Appellant Ronnie Faircloth was convicted of murder and other offenses in connection with the September 2007 shooting death of his wife. Faircloth appeals the denial of his motion for new trial, asserting the trial court erred in admitting evidence of prior difficulties between the couple and testimony regarding past statements made by the victim. Finding no reversible error, we affirm.1
Viewed in the light most favorable to the jury's verdict, the evidence adduced at trial established as follows. On September 24, 2007, Norma Faircloth was killed by a gunshot to the head in the apartment she had moved into after recently separating from her husband. The couple had been married for 27 years, throughout which Faircloth had inflicted physical and verbal abuse on his wife on a regular basis. From the time their three sons were young, the victim had made known to them her intention to leave their father as soon as they were grown. In September 2007, the victim finally carried out this plan, moving into her own apartment just three days before she was killed.
On the evening of the shooting, the couple's youngest son, Brandon, was at the family's home when his father returned from work and began drinking beer. At one point in the evening, Brandon overheard a telephone conversation between Faircloth and the victim, during which Faircloth was upset and said words to the effect that she “didn't love him no more.” After the phone conversation ended, Brandon heard Faircloth open and then shut the door of his gun cabinet, after which Faircloth left the house, telling Brandon he was going to buy more beer.

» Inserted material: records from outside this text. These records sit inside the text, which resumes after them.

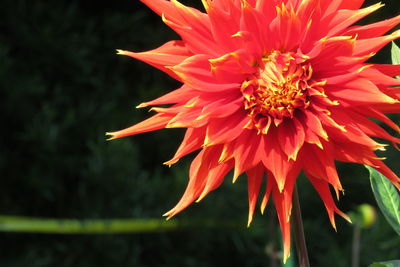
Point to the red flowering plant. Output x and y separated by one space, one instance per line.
272 88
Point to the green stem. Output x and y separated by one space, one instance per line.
299 232
355 251
102 226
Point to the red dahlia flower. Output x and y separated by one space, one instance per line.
270 88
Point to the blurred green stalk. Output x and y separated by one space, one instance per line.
104 226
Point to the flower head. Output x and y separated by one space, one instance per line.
272 88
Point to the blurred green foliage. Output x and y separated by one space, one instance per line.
62 87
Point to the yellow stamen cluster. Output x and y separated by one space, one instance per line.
278 89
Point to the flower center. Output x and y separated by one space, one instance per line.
278 89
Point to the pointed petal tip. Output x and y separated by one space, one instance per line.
142 105
120 52
112 136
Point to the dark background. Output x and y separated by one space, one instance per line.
62 87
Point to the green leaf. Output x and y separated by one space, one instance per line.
395 54
386 264
387 197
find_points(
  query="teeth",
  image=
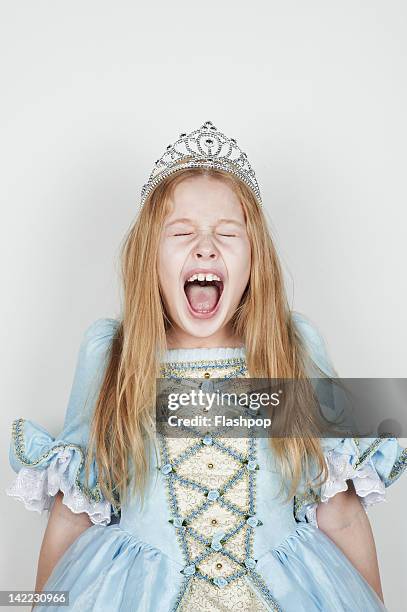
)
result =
(201, 276)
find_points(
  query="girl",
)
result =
(140, 521)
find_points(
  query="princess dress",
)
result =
(212, 535)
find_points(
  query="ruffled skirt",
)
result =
(109, 569)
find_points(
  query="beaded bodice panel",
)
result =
(211, 486)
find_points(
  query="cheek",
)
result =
(169, 266)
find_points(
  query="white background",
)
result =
(92, 93)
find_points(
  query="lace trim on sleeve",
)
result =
(36, 487)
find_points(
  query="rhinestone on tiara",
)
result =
(203, 148)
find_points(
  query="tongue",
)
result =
(202, 298)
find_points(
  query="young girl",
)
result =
(140, 521)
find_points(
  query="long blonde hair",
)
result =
(122, 425)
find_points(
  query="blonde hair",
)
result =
(122, 425)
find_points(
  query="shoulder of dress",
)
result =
(99, 334)
(314, 342)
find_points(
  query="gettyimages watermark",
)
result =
(270, 407)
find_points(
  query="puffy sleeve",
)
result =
(45, 464)
(372, 464)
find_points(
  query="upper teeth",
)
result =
(202, 276)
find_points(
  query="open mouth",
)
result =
(203, 293)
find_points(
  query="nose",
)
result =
(205, 247)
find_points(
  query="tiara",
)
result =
(203, 148)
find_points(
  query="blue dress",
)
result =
(212, 535)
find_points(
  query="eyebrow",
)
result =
(187, 220)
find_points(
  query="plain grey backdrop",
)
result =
(92, 92)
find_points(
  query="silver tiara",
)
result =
(203, 148)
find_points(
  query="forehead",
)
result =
(203, 197)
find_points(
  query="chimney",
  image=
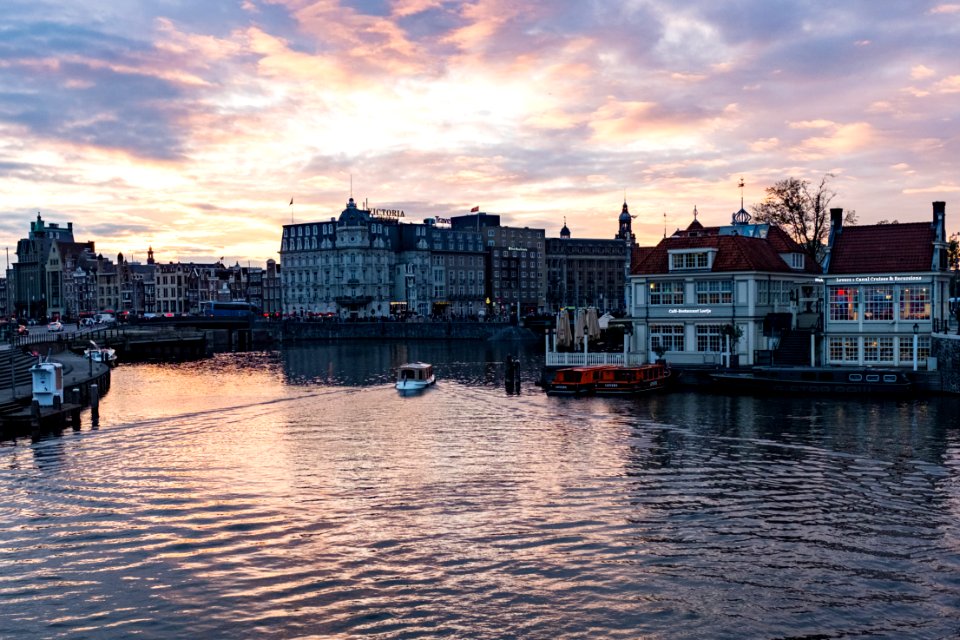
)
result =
(940, 220)
(836, 220)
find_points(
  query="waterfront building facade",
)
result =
(693, 284)
(515, 264)
(271, 289)
(886, 288)
(367, 264)
(29, 293)
(584, 272)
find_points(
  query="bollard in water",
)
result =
(94, 405)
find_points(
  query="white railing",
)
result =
(580, 359)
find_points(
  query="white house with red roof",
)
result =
(886, 289)
(693, 283)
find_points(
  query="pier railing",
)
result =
(580, 359)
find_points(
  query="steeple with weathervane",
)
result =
(741, 218)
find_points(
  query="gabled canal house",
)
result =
(886, 289)
(693, 283)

A short time later, Faircloth called Brandon on the phone and told him he was “going to try to get Mom back.” Phone records show this call was placed at 10:19 p.m. Around this time, Faircloth stopped at Homerun Foods, a local convenience store, where he purchased beer and told the attendants he was going to “sweet talk” his wife into coming home. At 10:29 p.m., Faircloth placed a 911 call to report his wife's death.

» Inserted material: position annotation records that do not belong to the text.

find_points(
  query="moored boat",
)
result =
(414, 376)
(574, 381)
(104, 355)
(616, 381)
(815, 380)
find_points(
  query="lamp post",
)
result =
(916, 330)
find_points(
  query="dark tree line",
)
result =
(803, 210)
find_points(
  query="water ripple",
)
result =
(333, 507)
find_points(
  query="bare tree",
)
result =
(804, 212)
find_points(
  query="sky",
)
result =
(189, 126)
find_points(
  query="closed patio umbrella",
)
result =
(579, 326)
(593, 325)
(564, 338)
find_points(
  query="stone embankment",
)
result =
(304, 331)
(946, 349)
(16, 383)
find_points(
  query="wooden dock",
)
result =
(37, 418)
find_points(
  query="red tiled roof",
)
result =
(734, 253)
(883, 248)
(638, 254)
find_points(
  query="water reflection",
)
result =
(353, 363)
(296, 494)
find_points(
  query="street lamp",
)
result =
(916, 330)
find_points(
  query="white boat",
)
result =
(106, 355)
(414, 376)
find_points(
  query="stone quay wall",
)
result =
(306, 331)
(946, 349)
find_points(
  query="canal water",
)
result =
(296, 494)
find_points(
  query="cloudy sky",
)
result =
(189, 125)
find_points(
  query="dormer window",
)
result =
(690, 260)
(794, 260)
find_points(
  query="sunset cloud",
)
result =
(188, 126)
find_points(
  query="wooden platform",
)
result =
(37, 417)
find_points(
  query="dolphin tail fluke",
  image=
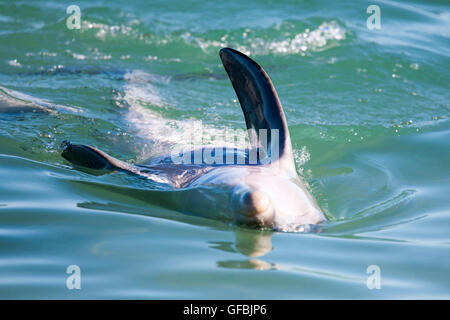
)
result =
(260, 104)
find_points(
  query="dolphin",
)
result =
(266, 193)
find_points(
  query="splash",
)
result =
(324, 36)
(143, 99)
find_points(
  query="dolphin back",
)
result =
(260, 104)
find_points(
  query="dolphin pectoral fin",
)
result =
(92, 158)
(260, 104)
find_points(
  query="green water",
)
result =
(368, 112)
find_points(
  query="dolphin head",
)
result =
(275, 202)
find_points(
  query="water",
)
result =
(368, 112)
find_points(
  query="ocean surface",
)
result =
(368, 111)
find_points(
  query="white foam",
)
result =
(141, 93)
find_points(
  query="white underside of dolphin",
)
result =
(266, 194)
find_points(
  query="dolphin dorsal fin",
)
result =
(260, 104)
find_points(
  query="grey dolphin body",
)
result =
(269, 194)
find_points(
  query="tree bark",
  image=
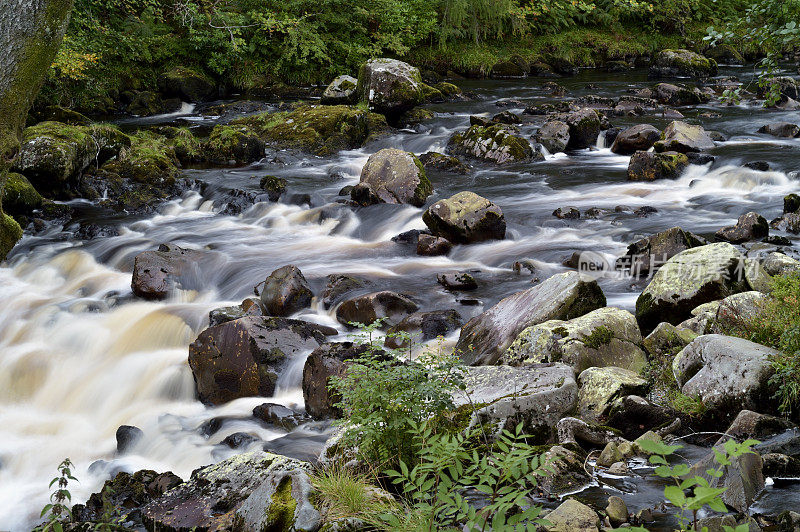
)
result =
(30, 35)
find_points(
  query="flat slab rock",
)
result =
(537, 395)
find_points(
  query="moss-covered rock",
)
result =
(682, 64)
(10, 233)
(390, 86)
(318, 129)
(493, 143)
(393, 176)
(234, 144)
(19, 196)
(188, 84)
(604, 337)
(649, 166)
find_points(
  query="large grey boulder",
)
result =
(690, 278)
(158, 273)
(492, 143)
(554, 136)
(466, 218)
(640, 137)
(536, 396)
(726, 373)
(285, 292)
(342, 90)
(392, 176)
(250, 491)
(604, 337)
(243, 358)
(683, 138)
(389, 86)
(600, 388)
(565, 296)
(682, 64)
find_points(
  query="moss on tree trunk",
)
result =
(30, 35)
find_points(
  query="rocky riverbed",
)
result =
(185, 285)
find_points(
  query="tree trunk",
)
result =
(30, 34)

Emergency responders described a bloody scene, the victim lying lifeless on the floor with a bullet hole in her cheek. These witnesses testified that Faircloth's demeanor at the scene was emotionless and “nonchalant.” A paramedic recounted that Faircloth, entering the apartment behind emergency responders, muttered, “I need a beer,” and tried to step over his wife's body to retrieve one from a bag on the kitchen counter. An investigator at the scene subsequently found Faircloth sitting in his truck outside the apartment, drinking a beer, appearing relaxed; during their conversation, the investigator testified, Faircloth “continuously wanted to go back in [the apartment] and get another beer.” A second officer described Faircloth as “sluggish and intoxicated,” smelling of alcohol, and slurring his speech. Faircloth told investigators in statements at the scene and afterwards that he had come to visit his wife at her apartment, left to buy beer, and returned to find her dead. Investigators found no signs of forced entry into the apartment.

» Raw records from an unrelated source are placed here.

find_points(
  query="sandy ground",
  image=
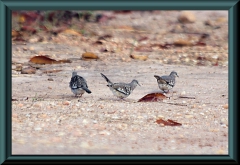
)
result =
(48, 119)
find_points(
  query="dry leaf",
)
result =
(71, 32)
(46, 60)
(28, 70)
(225, 106)
(168, 122)
(153, 97)
(143, 49)
(52, 71)
(89, 55)
(182, 43)
(139, 57)
(14, 99)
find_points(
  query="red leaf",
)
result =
(168, 122)
(153, 97)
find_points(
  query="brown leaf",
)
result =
(139, 57)
(28, 70)
(200, 44)
(64, 61)
(28, 29)
(153, 97)
(71, 32)
(89, 55)
(42, 60)
(122, 11)
(168, 122)
(16, 33)
(14, 99)
(46, 60)
(182, 43)
(51, 71)
(143, 49)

Evidence established that Faircloth had purchased a .380 caliber Jennings M38 semi-automatic pistol in 2003. A pistol bearing the same serial number as the one Faircloth had purchased was found more than a year after the shooting, corroded and caked with dirt, on the banks of a lake about one-tenth of a mile from the Homerun Foods where Faircloth had stopped to buy beer on the night of the murder. Ballistics testing established that the bullet that killed the victim, as well as the cartridge case recovered from the crime scene, had been fired from this pistol.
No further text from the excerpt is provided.